Strangest of all are the appendices that discuss the basics of C# and "Fundamental Programming Concepts." If this is a beginning C# book, shouldn't this information appear earlier, maybe following chapter 5? This begs the question whether this book intended to be a beginning C# book or a beginning C# Object-Oriented programming book. Taken as a whole, its structure seems confusing. Especially since the Introduction says that the target audience includes programmers who want "to gain a foundation in object-oriented programming along with the C# language basics." It succeeds in the former but not in the latter. As such, this is not really a beginning C# book, though it seems to want to be one.

The book definitely includes a lot of useful information and programmers with some experience can learn a great deal. Though absolute beginners to programming should approach this book with caution as it doesn't really cover the basics. Also, those looking for a detailed introductory treatment of Object-oriented principles may not find what they want here - or they may want to bail after chapter eight or nine and seek more detailed sources. Still, the book has it uses for junior programmers, especially those working with WPF or XAML-based development. Ultimately, the curious should examine this book's table of contents to determine if it covers what they really want to learn.
Legend 33
Coming from a classic ASP background and moving into .net by way of VB.Net and then moving over to C# I got this book really to solidify my concepts on OOP and just have a better vocabulary for interviews.

Nothing was earth shattering, the book is well written, easy to understand. I'd say for someone brushing up or just getting familiar with OOP its solid.

My one criticism is the heavy emphasis on UML. Honestly I've been working in development for over 15 years and have never seen UML practically used.

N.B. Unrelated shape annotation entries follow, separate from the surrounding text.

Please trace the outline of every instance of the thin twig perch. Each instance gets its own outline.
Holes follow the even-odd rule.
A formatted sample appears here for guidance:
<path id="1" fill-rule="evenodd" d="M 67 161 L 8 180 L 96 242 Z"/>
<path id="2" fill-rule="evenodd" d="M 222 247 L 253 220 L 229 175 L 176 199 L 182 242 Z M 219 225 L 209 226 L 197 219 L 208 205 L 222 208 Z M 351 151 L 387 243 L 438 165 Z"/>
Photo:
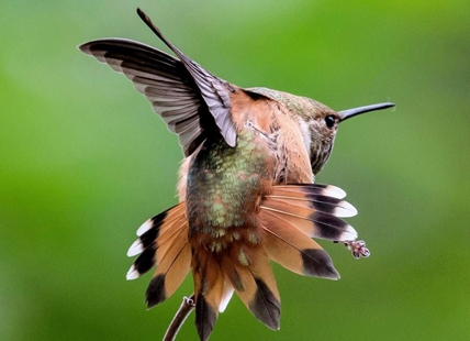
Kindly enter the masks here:
<path id="1" fill-rule="evenodd" d="M 194 309 L 194 294 L 190 297 L 183 297 L 182 304 L 179 307 L 177 314 L 168 326 L 167 332 L 165 333 L 164 341 L 174 341 L 186 318 Z"/>

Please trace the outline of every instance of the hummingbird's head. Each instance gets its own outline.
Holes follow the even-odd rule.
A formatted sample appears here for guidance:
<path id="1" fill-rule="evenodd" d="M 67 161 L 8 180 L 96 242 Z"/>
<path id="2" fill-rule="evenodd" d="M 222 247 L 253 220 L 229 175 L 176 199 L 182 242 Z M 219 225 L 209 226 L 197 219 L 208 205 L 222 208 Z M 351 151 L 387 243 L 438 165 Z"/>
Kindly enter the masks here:
<path id="1" fill-rule="evenodd" d="M 303 111 L 300 127 L 315 175 L 328 161 L 339 123 L 360 113 L 394 107 L 393 103 L 385 102 L 336 112 L 315 100 L 310 99 L 309 103 L 310 110 Z"/>

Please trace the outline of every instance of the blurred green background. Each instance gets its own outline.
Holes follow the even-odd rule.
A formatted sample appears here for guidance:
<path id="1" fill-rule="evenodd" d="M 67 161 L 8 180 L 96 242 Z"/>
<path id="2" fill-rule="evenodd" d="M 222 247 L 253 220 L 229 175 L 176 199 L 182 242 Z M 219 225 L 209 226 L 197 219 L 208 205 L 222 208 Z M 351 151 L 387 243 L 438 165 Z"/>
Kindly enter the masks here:
<path id="1" fill-rule="evenodd" d="M 462 1 L 2 1 L 0 340 L 159 340 L 192 280 L 146 311 L 126 282 L 137 227 L 174 205 L 181 151 L 82 42 L 163 48 L 215 75 L 342 110 L 317 180 L 340 186 L 372 252 L 323 243 L 339 282 L 275 266 L 281 330 L 234 298 L 212 340 L 470 340 L 470 4 Z M 164 48 L 165 50 L 165 48 Z M 179 340 L 195 340 L 193 316 Z"/>

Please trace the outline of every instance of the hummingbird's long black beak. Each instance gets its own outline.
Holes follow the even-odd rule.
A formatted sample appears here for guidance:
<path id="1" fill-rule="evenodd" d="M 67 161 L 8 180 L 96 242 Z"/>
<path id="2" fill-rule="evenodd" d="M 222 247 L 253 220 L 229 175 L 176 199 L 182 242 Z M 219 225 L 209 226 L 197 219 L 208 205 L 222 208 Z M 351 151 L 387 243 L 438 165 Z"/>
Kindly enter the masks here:
<path id="1" fill-rule="evenodd" d="M 343 122 L 344 120 L 350 119 L 357 114 L 360 113 L 365 113 L 368 111 L 374 111 L 374 110 L 382 110 L 382 109 L 387 109 L 387 108 L 392 108 L 395 105 L 392 102 L 384 102 L 384 103 L 378 103 L 378 105 L 370 105 L 370 106 L 366 106 L 366 107 L 359 107 L 359 108 L 354 108 L 354 109 L 348 109 L 348 110 L 343 110 L 339 111 L 339 118 L 340 118 L 340 122 Z"/>

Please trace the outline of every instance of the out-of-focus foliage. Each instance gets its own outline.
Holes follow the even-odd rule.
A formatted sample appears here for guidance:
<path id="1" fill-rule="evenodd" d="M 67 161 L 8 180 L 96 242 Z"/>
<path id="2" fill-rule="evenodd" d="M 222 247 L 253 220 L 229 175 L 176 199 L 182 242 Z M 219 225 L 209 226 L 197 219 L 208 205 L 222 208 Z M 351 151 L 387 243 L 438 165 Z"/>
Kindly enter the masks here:
<path id="1" fill-rule="evenodd" d="M 340 127 L 318 182 L 344 188 L 372 252 L 323 243 L 339 282 L 276 266 L 281 330 L 238 298 L 213 340 L 470 339 L 470 4 L 461 1 L 2 1 L 0 339 L 158 340 L 188 277 L 146 311 L 125 282 L 136 228 L 176 202 L 175 135 L 122 75 L 81 54 L 120 36 L 182 51 L 239 86 L 334 109 L 391 100 Z M 180 340 L 195 340 L 191 316 Z"/>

Not to say some shops don't use it, but I've never seen it requested in skill sets or mentioned by recruiters or asked about it in interviews.
Many books that educate in programming tend to focus on language syntax and structure; an approach that can be quite tedious when learning.

This book is different. It begins with the design of software systems using the Unified Modelling Language. Such high level discussions can tend to be a turn-off for many programmers in their rush to churn out code. Persist, read through the well worked out discussion case study and you will acquire a crucial foundation for truly understanding Object-Oriented Programming and appreciating the context of C# language syntax and structure when it is presented in later chapters.

C# is complex but the Author does a superb job of making many of the complexities of C# so very, very easy to understand. I cannot highlight this enough. The flow of the book from software system design ( UML ), progressing to C# syntax and fundamentals and finishing with well worked out code samples on technologies such as ADO.NET, Windows, Web Development and WCF Services enhances the entire learning experience.

This book is superb; a must-have for those new to C# Object-Oriented Programming.
(I have many years of C# experience and skimmed this book to see if it would be good for someone new in my team, and as a refresher.)

This book gives an ok introduction to C#, but it is somewhat shallow and leaves a lot of stuff unsaid. I would have cut down on some of the excercises and filled up with more details, but that is my preference.
After spending several hours reading book reviews on iProgrammer, and also on Amazon, I purchased this book. It is a valuable learning tool for the beginning developer.

While I may disagree with some of the "logic" programmers use in their development, the way in which Clark rationalizes decisions is very clear. The graphics are easy to understand, and his explanations provide insight into a world that is often "murky" to the outsider.

An excellent purchase.
Good book, but a bit hard to follow along. Nothing wrong with it, just wished it was indexed and wrote a bit easier for some audiences.